Saturday, March 2, 2019
Soon afterwards Jesus went to a town called Nain, and His disciples and a large crowd went with Him. As He approached the gate of the town, a man who had died was being carried out. He was his mother’s only son, and she was a widow; and with her was a large crowd from the town. When the Lord saw her, He had compassion for her and said to her, “Do not weep.” Then He came forward and touched the bier, and the bearers stood still. And He said, “Young man, I say to you, rise!” The dead man sat up and began to speak, and Jesus gave him to his mother. Fear seized the people in the crowd; and they glorified God, saying, “A great prophet has risen among us!” and “God has looked favorably on his people!” This word about Him spread throughout Judea and all the surrounding country. – Luke 7:11-17
Through the years of my pastoral service, I experienced what Jesus experienced here at Nain. When I saw a family member weeping, a rush of compassion overwhelmed me. As if by instinct, without much thought given to it, I would embrace the family. And when it was time to conduct the funeral, again by instinct, I would then pause and touch the casket. I don’t know why. Possibly to take away a bit of the fear of death, possibly to exemplify steady courage to the family, trying to encourage them, possibly to allow my compassion its yearning to touch.

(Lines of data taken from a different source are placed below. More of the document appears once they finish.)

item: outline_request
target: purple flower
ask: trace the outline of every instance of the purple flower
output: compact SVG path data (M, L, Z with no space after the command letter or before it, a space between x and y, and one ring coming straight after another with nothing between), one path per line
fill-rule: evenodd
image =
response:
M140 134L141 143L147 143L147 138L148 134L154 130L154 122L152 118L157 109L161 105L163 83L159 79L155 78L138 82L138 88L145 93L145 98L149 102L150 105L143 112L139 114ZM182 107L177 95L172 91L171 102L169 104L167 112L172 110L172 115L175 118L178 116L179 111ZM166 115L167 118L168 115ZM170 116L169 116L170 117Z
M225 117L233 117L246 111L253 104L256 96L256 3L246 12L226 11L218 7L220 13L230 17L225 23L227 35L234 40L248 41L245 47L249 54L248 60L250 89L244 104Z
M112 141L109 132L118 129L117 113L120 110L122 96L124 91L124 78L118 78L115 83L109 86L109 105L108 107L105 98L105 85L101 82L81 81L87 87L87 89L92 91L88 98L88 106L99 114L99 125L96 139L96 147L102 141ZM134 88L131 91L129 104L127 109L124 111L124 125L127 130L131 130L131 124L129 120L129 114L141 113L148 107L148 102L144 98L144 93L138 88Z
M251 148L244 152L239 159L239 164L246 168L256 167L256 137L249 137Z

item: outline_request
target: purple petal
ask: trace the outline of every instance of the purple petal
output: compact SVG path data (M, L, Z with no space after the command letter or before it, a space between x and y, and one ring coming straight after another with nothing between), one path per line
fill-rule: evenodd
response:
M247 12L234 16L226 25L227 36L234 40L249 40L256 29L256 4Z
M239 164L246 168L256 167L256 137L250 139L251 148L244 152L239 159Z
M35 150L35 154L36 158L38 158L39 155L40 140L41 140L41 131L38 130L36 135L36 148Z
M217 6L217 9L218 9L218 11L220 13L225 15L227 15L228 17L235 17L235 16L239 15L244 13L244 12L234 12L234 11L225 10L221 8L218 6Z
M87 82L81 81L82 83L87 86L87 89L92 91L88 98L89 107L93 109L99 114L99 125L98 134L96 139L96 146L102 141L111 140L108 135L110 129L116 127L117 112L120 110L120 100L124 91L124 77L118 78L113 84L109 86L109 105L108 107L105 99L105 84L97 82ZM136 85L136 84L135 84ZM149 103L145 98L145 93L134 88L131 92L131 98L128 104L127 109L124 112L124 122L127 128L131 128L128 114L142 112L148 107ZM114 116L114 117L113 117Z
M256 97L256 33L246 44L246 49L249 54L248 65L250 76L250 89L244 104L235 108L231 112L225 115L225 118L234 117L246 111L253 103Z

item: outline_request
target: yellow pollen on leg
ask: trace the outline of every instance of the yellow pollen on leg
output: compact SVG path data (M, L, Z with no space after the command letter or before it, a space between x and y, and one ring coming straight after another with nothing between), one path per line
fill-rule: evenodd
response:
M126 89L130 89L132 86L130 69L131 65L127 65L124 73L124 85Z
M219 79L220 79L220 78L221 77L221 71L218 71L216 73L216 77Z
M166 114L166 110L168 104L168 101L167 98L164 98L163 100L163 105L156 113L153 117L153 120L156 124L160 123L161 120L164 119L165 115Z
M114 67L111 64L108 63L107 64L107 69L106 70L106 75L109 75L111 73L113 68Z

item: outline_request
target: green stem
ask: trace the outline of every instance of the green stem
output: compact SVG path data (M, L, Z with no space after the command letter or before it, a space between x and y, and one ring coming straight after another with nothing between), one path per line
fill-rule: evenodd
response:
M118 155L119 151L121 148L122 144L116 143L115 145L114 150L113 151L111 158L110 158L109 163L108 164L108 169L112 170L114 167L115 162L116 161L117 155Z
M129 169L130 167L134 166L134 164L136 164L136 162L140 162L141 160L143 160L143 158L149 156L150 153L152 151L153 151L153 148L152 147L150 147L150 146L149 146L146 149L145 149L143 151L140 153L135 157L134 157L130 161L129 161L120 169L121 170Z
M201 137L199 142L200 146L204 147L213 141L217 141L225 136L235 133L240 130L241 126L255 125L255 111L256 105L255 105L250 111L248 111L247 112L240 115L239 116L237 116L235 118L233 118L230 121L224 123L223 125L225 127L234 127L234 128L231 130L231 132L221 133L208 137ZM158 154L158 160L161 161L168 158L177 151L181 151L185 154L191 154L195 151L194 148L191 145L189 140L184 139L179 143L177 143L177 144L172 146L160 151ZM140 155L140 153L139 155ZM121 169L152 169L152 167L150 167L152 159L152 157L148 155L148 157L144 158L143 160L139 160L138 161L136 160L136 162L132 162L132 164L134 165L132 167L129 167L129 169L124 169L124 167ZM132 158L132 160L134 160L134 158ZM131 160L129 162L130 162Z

The life of Christ was marked by compassion. And then I would assume, those of us who believe that Christ lives within us and through us ought also to be marked by compassion. Yet, I have experienced some declared Christians who feel not compassionate much at all. And I find … I have compassion for persons such as them.
Loved Ones, if a doctrine or a dogma or a cause diminishes your Christ-like compassion … it is time to kneel in prayer.